The irony elicited laughter from the Foresters; for a more forbidding set of faces than those of the troopers could not well have been seen anywhere.
“But,” continued the knight, “if you decline to withdraw without showing how skilfully you can yourself handle a sword, I’m willing to give you the opportunity. You’ve had it from me before, and refused. But you may be a braver man, and think yourself a better swordsman now; so I offer it again.”
The taunt was torture itself to the man in whose teeth it was flung. All the more from the cheering and jibes of the Foresters, who seemed thoroughly to enjoy seeing Sir John Wintour’s bullies thus brought to book. And still more that in the window above were two feminine faces, one of them that he had been so late admiring, the ladies evidently listening.

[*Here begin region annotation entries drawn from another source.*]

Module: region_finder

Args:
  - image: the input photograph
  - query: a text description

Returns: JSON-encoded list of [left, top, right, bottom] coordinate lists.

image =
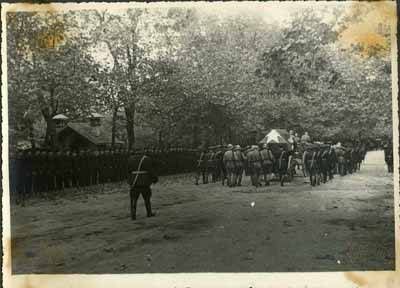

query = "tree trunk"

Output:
[[111, 108, 118, 148], [125, 103, 135, 150]]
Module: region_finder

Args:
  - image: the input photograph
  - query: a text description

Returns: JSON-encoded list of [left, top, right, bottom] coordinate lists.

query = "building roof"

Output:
[[260, 129, 289, 143], [53, 114, 69, 120], [58, 122, 124, 145]]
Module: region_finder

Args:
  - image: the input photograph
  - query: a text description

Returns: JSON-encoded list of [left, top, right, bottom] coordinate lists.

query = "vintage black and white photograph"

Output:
[[3, 1, 398, 280]]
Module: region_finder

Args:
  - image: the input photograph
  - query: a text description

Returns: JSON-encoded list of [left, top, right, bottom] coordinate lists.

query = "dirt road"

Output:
[[11, 151, 395, 273]]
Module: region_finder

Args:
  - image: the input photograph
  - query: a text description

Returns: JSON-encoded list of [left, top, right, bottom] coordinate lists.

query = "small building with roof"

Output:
[[57, 113, 125, 149], [260, 129, 290, 144]]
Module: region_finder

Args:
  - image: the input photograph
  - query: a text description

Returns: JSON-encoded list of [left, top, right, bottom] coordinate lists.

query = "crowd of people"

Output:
[[195, 131, 366, 187], [9, 148, 196, 205]]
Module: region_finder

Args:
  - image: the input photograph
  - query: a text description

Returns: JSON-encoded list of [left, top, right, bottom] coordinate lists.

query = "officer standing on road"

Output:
[[383, 142, 393, 173], [222, 144, 235, 187], [195, 147, 208, 185], [301, 132, 311, 143], [233, 145, 246, 186], [260, 143, 274, 186], [128, 153, 158, 220]]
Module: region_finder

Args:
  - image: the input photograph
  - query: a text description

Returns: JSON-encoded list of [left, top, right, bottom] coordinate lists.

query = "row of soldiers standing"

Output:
[[195, 141, 366, 187], [195, 144, 276, 187], [10, 149, 129, 204]]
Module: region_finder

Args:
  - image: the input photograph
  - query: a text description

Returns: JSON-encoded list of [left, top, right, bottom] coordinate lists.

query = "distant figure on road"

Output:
[[383, 144, 393, 173], [222, 144, 236, 187], [288, 130, 297, 151], [128, 153, 158, 220], [300, 132, 311, 143]]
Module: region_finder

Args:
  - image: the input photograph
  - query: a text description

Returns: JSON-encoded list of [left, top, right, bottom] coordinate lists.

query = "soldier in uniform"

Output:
[[128, 150, 158, 220], [71, 150, 81, 189], [222, 144, 235, 187], [247, 145, 262, 187], [260, 143, 275, 186], [22, 150, 33, 200], [47, 150, 57, 191], [64, 150, 73, 188], [215, 146, 226, 183], [41, 150, 50, 193], [233, 145, 246, 186], [207, 147, 217, 183], [195, 147, 208, 185], [31, 150, 42, 194], [8, 149, 18, 201], [318, 145, 330, 183], [300, 132, 311, 143], [277, 146, 289, 186]]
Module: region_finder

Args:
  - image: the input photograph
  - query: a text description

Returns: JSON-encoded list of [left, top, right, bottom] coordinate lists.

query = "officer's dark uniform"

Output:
[[8, 151, 17, 200], [31, 150, 41, 194], [47, 151, 57, 191], [383, 145, 393, 173], [128, 154, 158, 220], [21, 151, 32, 200]]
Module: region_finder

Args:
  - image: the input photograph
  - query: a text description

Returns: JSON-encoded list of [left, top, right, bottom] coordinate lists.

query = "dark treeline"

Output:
[[7, 3, 392, 148], [10, 147, 197, 199]]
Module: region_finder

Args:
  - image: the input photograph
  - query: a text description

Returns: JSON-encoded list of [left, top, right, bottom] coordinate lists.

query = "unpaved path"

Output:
[[11, 151, 394, 273]]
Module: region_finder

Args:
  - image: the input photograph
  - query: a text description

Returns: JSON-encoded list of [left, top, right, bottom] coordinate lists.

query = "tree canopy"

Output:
[[7, 3, 392, 148]]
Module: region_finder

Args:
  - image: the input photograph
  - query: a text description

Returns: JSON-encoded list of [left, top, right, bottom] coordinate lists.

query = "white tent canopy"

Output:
[[260, 129, 289, 144]]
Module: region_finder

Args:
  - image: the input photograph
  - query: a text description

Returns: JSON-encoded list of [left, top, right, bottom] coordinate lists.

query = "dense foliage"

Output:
[[7, 4, 392, 147]]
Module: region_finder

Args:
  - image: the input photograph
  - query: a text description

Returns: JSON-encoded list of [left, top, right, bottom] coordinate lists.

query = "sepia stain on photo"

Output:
[[3, 2, 396, 278]]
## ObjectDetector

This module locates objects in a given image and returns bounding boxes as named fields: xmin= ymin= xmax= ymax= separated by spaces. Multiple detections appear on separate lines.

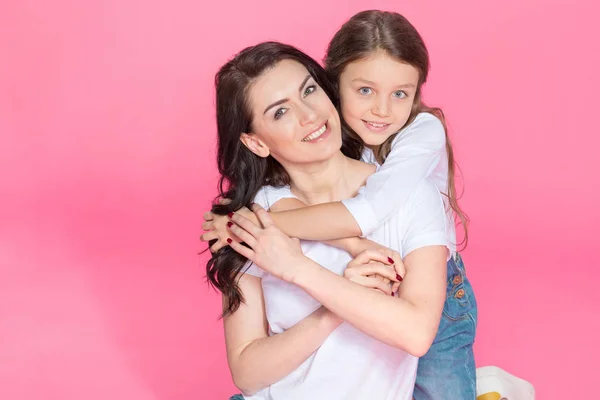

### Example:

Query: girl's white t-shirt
xmin=244 ymin=180 xmax=449 ymax=400
xmin=342 ymin=113 xmax=456 ymax=253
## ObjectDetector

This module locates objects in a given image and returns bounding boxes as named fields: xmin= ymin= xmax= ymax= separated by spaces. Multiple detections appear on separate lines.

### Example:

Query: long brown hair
xmin=206 ymin=42 xmax=362 ymax=316
xmin=324 ymin=10 xmax=469 ymax=250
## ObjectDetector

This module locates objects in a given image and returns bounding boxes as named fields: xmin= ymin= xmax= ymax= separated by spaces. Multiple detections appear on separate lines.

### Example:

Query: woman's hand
xmin=347 ymin=238 xmax=406 ymax=281
xmin=227 ymin=204 xmax=308 ymax=282
xmin=344 ymin=249 xmax=404 ymax=296
xmin=200 ymin=199 xmax=257 ymax=253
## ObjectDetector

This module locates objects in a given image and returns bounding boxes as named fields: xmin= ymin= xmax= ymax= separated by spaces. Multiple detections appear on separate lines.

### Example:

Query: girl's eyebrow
xmin=352 ymin=78 xmax=415 ymax=89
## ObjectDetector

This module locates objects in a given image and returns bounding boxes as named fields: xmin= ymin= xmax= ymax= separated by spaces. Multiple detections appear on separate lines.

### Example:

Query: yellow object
xmin=477 ymin=392 xmax=502 ymax=400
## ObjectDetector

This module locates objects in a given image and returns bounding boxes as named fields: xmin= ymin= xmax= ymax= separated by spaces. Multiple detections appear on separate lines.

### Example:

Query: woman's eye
xmin=274 ymin=108 xmax=287 ymax=119
xmin=304 ymin=85 xmax=317 ymax=97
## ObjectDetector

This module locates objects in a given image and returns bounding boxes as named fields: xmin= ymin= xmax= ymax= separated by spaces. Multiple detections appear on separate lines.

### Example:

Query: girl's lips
xmin=362 ymin=119 xmax=391 ymax=133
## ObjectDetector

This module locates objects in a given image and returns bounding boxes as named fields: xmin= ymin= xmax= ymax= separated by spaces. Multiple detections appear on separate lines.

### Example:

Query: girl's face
xmin=339 ymin=51 xmax=419 ymax=148
xmin=241 ymin=60 xmax=342 ymax=167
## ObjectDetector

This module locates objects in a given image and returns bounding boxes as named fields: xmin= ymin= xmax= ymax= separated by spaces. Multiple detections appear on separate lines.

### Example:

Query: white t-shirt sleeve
xmin=399 ymin=179 xmax=452 ymax=257
xmin=342 ymin=113 xmax=446 ymax=237
xmin=242 ymin=186 xmax=297 ymax=278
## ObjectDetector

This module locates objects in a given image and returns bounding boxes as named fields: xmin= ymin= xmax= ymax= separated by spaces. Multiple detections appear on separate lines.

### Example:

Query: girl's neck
xmin=286 ymin=151 xmax=374 ymax=205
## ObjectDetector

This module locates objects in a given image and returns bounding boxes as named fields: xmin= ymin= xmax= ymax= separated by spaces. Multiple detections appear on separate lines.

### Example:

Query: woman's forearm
xmin=290 ymin=259 xmax=443 ymax=357
xmin=230 ymin=307 xmax=342 ymax=395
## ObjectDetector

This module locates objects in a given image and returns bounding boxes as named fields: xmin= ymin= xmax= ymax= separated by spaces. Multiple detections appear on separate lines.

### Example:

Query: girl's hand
xmin=344 ymin=250 xmax=404 ymax=296
xmin=350 ymin=238 xmax=406 ymax=281
xmin=227 ymin=204 xmax=307 ymax=281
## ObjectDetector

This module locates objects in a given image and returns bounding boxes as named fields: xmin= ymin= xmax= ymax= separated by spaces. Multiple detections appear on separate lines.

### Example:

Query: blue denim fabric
xmin=413 ymin=253 xmax=477 ymax=400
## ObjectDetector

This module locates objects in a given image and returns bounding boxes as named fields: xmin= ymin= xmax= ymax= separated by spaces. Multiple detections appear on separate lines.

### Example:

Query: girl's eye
xmin=394 ymin=90 xmax=408 ymax=99
xmin=304 ymin=85 xmax=317 ymax=97
xmin=274 ymin=108 xmax=287 ymax=120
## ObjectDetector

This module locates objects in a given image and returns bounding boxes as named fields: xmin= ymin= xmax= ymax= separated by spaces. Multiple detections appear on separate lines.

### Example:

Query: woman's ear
xmin=240 ymin=133 xmax=271 ymax=158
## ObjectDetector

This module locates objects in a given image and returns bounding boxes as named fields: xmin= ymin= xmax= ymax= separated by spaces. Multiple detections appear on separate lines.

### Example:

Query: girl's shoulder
xmin=392 ymin=112 xmax=446 ymax=147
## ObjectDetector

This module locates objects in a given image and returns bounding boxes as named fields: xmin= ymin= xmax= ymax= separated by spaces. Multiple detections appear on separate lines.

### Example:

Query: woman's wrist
xmin=281 ymin=255 xmax=323 ymax=289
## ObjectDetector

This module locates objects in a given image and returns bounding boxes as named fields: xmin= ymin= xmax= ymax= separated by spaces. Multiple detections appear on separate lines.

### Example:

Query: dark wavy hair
xmin=324 ymin=10 xmax=469 ymax=250
xmin=206 ymin=42 xmax=362 ymax=316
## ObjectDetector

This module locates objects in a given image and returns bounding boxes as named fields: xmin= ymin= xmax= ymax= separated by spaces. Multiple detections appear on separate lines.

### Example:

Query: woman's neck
xmin=285 ymin=151 xmax=375 ymax=204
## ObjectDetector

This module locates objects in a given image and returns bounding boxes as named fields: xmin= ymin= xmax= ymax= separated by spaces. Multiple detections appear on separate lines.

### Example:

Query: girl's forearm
xmin=270 ymin=202 xmax=361 ymax=241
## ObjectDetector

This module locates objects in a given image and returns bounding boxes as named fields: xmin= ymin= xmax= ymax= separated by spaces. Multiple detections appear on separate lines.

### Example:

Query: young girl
xmin=203 ymin=11 xmax=477 ymax=400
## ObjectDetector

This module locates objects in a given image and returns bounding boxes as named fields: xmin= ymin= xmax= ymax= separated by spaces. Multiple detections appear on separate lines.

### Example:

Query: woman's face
xmin=339 ymin=52 xmax=419 ymax=147
xmin=241 ymin=60 xmax=342 ymax=166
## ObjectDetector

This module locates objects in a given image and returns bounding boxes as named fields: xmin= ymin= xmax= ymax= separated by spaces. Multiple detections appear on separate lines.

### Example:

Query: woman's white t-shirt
xmin=245 ymin=180 xmax=448 ymax=400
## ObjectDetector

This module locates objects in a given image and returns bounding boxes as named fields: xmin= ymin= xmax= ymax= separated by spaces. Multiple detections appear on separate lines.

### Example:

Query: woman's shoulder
xmin=254 ymin=185 xmax=297 ymax=210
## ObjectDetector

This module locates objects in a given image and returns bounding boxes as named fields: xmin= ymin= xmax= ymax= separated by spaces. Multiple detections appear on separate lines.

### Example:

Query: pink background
xmin=0 ymin=0 xmax=600 ymax=400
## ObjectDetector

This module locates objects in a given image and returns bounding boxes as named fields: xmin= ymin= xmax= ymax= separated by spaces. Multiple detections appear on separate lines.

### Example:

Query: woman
xmin=207 ymin=43 xmax=449 ymax=399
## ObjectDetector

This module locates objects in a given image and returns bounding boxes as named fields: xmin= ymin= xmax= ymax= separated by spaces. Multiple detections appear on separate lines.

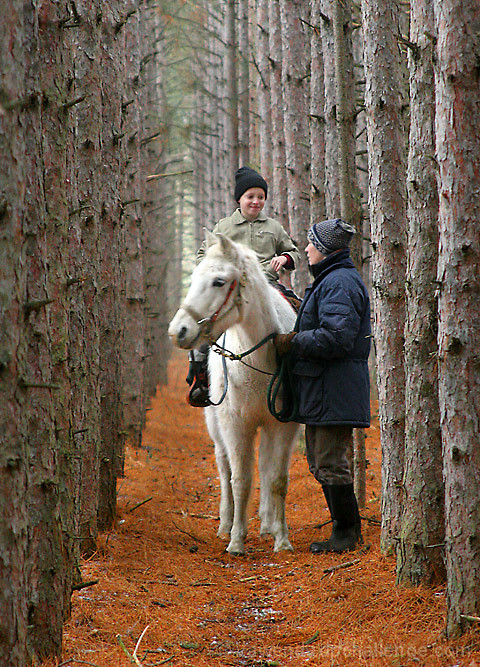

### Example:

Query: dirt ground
xmin=44 ymin=353 xmax=480 ymax=667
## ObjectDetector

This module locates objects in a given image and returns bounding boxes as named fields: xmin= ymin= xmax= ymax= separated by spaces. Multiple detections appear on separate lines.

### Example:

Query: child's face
xmin=238 ymin=188 xmax=265 ymax=220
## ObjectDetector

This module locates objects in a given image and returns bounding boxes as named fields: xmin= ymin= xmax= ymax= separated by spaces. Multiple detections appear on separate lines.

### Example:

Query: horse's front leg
xmin=258 ymin=424 xmax=298 ymax=551
xmin=225 ymin=424 xmax=254 ymax=556
xmin=205 ymin=407 xmax=233 ymax=537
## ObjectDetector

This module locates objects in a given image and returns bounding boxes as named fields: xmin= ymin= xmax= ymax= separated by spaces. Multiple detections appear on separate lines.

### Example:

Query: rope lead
xmin=267 ymin=353 xmax=298 ymax=422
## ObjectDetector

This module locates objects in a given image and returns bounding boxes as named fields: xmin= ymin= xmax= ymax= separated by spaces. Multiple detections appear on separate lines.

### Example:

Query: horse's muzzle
xmin=168 ymin=310 xmax=201 ymax=350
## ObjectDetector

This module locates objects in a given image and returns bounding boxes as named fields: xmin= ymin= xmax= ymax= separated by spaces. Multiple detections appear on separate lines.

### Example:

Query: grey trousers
xmin=305 ymin=424 xmax=353 ymax=486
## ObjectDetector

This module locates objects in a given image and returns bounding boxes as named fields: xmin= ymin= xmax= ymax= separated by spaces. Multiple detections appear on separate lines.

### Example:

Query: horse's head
xmin=168 ymin=232 xmax=246 ymax=349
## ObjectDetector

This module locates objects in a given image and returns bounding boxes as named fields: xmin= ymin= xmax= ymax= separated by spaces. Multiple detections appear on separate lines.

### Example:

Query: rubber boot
xmin=310 ymin=484 xmax=362 ymax=554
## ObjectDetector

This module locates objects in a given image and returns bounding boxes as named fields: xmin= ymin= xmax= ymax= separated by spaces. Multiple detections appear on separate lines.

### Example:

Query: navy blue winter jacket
xmin=291 ymin=249 xmax=371 ymax=428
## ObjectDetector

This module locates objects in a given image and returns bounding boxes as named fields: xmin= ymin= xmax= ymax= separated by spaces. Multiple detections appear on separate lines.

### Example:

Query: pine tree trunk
xmin=397 ymin=0 xmax=445 ymax=585
xmin=23 ymin=2 xmax=76 ymax=659
xmin=310 ymin=0 xmax=325 ymax=225
xmin=362 ymin=0 xmax=406 ymax=552
xmin=0 ymin=0 xmax=30 ymax=665
xmin=237 ymin=0 xmax=249 ymax=170
xmin=225 ymin=0 xmax=239 ymax=192
xmin=434 ymin=0 xmax=480 ymax=636
xmin=280 ymin=0 xmax=310 ymax=294
xmin=255 ymin=0 xmax=273 ymax=187
xmin=319 ymin=0 xmax=340 ymax=217
xmin=120 ymin=2 xmax=146 ymax=452
xmin=268 ymin=0 xmax=289 ymax=230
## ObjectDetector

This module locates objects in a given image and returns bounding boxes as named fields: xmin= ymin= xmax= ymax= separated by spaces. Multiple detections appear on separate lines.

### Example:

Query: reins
xmin=211 ymin=333 xmax=298 ymax=422
xmin=212 ymin=333 xmax=277 ymax=375
xmin=180 ymin=273 xmax=298 ymax=422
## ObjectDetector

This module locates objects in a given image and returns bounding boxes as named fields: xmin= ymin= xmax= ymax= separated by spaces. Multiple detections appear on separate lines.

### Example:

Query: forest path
xmin=45 ymin=352 xmax=480 ymax=667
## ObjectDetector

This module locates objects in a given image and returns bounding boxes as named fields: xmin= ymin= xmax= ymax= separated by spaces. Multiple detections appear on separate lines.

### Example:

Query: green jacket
xmin=197 ymin=208 xmax=300 ymax=282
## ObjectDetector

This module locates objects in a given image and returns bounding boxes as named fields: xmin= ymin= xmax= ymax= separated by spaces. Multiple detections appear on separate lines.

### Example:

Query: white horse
xmin=169 ymin=232 xmax=299 ymax=555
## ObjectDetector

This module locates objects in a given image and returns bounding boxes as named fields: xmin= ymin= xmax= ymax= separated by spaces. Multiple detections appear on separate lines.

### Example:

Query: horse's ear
xmin=217 ymin=234 xmax=239 ymax=264
xmin=203 ymin=227 xmax=218 ymax=248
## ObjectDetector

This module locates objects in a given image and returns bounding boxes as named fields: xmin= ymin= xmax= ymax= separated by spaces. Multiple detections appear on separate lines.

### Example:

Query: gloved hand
xmin=273 ymin=331 xmax=296 ymax=356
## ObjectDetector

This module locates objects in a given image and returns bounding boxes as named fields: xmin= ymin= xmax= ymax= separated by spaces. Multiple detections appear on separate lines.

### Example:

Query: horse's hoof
xmin=217 ymin=524 xmax=232 ymax=539
xmin=227 ymin=542 xmax=245 ymax=556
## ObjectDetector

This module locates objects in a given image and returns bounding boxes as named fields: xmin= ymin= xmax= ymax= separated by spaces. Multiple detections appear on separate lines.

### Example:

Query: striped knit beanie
xmin=307 ymin=218 xmax=355 ymax=255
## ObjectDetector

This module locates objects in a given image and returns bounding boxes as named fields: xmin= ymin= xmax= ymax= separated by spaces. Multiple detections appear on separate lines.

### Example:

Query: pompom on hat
xmin=234 ymin=167 xmax=268 ymax=202
xmin=307 ymin=218 xmax=355 ymax=255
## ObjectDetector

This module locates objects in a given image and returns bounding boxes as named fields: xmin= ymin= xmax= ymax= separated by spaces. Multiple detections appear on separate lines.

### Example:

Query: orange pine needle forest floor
xmin=44 ymin=352 xmax=480 ymax=667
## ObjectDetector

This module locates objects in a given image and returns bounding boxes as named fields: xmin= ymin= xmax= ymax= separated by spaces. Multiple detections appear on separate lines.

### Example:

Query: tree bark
xmin=397 ymin=0 xmax=445 ymax=585
xmin=268 ymin=0 xmax=290 ymax=226
xmin=279 ymin=0 xmax=310 ymax=294
xmin=225 ymin=0 xmax=239 ymax=192
xmin=309 ymin=0 xmax=325 ymax=225
xmin=255 ymin=0 xmax=273 ymax=189
xmin=237 ymin=0 xmax=249 ymax=170
xmin=362 ymin=0 xmax=406 ymax=552
xmin=433 ymin=0 xmax=480 ymax=637
xmin=0 ymin=0 xmax=30 ymax=665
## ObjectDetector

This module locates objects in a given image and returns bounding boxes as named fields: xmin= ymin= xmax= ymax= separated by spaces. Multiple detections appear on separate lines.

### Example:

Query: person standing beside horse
xmin=187 ymin=167 xmax=300 ymax=407
xmin=274 ymin=219 xmax=371 ymax=554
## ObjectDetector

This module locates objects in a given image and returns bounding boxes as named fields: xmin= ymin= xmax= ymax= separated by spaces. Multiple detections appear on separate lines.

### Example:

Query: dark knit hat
xmin=234 ymin=167 xmax=268 ymax=201
xmin=307 ymin=218 xmax=355 ymax=255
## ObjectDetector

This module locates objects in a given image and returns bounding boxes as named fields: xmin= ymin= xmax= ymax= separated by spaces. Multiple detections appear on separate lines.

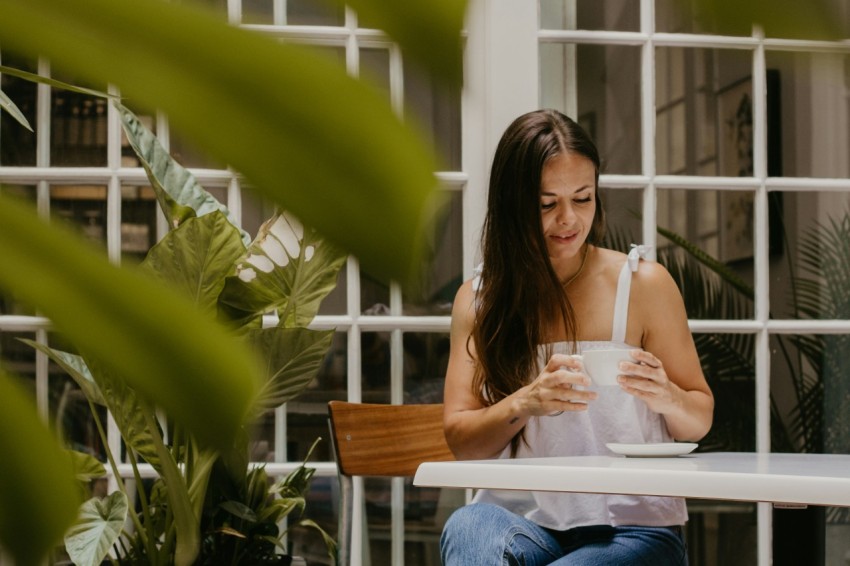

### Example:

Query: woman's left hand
xmin=617 ymin=350 xmax=681 ymax=413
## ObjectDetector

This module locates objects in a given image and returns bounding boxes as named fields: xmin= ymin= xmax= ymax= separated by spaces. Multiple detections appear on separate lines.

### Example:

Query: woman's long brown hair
xmin=472 ymin=110 xmax=605 ymax=454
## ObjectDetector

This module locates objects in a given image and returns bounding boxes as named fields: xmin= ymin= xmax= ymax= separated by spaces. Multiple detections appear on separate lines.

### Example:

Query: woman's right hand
xmin=515 ymin=354 xmax=596 ymax=417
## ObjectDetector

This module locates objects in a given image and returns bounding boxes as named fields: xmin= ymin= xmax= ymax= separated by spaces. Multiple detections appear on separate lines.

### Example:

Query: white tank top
xmin=473 ymin=246 xmax=688 ymax=530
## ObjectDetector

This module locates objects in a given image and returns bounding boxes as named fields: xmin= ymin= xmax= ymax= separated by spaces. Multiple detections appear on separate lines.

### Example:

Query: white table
xmin=413 ymin=452 xmax=850 ymax=507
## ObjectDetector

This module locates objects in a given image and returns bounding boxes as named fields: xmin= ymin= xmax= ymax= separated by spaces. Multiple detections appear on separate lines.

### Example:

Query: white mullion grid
xmin=640 ymin=0 xmax=658 ymax=258
xmin=35 ymin=59 xmax=52 ymax=422
xmin=752 ymin=27 xmax=773 ymax=566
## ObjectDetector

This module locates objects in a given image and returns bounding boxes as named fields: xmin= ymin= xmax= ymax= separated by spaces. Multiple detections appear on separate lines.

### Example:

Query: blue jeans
xmin=440 ymin=503 xmax=688 ymax=566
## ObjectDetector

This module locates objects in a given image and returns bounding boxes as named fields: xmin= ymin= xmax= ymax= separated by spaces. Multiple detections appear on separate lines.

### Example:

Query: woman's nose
xmin=558 ymin=204 xmax=575 ymax=224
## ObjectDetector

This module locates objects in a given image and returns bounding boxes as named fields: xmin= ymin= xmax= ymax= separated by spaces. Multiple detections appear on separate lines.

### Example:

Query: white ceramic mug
xmin=573 ymin=348 xmax=635 ymax=387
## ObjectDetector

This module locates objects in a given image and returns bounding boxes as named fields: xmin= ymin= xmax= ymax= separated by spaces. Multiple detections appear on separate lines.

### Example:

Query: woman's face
xmin=540 ymin=153 xmax=596 ymax=275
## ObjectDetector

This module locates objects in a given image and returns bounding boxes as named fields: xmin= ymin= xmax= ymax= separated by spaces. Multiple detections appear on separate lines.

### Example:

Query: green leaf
xmin=219 ymin=214 xmax=346 ymax=327
xmin=220 ymin=501 xmax=257 ymax=523
xmin=248 ymin=327 xmax=334 ymax=412
xmin=0 ymin=86 xmax=32 ymax=131
xmin=0 ymin=0 xmax=450 ymax=282
xmin=0 ymin=195 xmax=260 ymax=448
xmin=66 ymin=450 xmax=106 ymax=482
xmin=18 ymin=338 xmax=106 ymax=405
xmin=0 ymin=372 xmax=80 ymax=566
xmin=142 ymin=211 xmax=245 ymax=315
xmin=65 ymin=491 xmax=128 ymax=566
xmin=89 ymin=360 xmax=162 ymax=473
xmin=115 ymin=102 xmax=251 ymax=246
xmin=330 ymin=0 xmax=467 ymax=85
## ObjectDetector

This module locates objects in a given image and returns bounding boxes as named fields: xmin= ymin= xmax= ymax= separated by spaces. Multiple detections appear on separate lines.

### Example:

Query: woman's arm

Notwithstanding all, Lunsford could not screw up courage for a combat he had once before declined, and now the second time shunned it, saying,—
“Sir Richard Walwyn, I am not here for the settlement of private quarrels. When the time fits for it I shall answer the challenge you say is repeated, but which I deny. My business at present is with Mr Ambrose Powell, as Deputy-Commissioner of Array, to collect the King’s dues from him. Since he’s refused to pay them, and I have no orders, nor wish, to use violence, so far as shedding blood, it but remains for me to take back his answer to my superiors.”
It was such a ludicrous breakdown of his late blustering, and withdrawal of demand, that the Foresters hailed it with a loud huzza, mingled with laughter and satirical speech.
When their cheering had ceased, so that he could be heard, Sir Richard rejoined,—
“Yes; that is the best thing you can do. And the sooner you set about it the better for both yourself and your men, as you may be aware without further warning.”
It was like giving the last kick to a cur, and as a cur Tom Lunsford took it, literally turning tail—that of his horse—upon Hollymead House.
Out through the haw-haw gate rode he, his troop behind, every man-jack of them looking cowed and crestfallen as himself.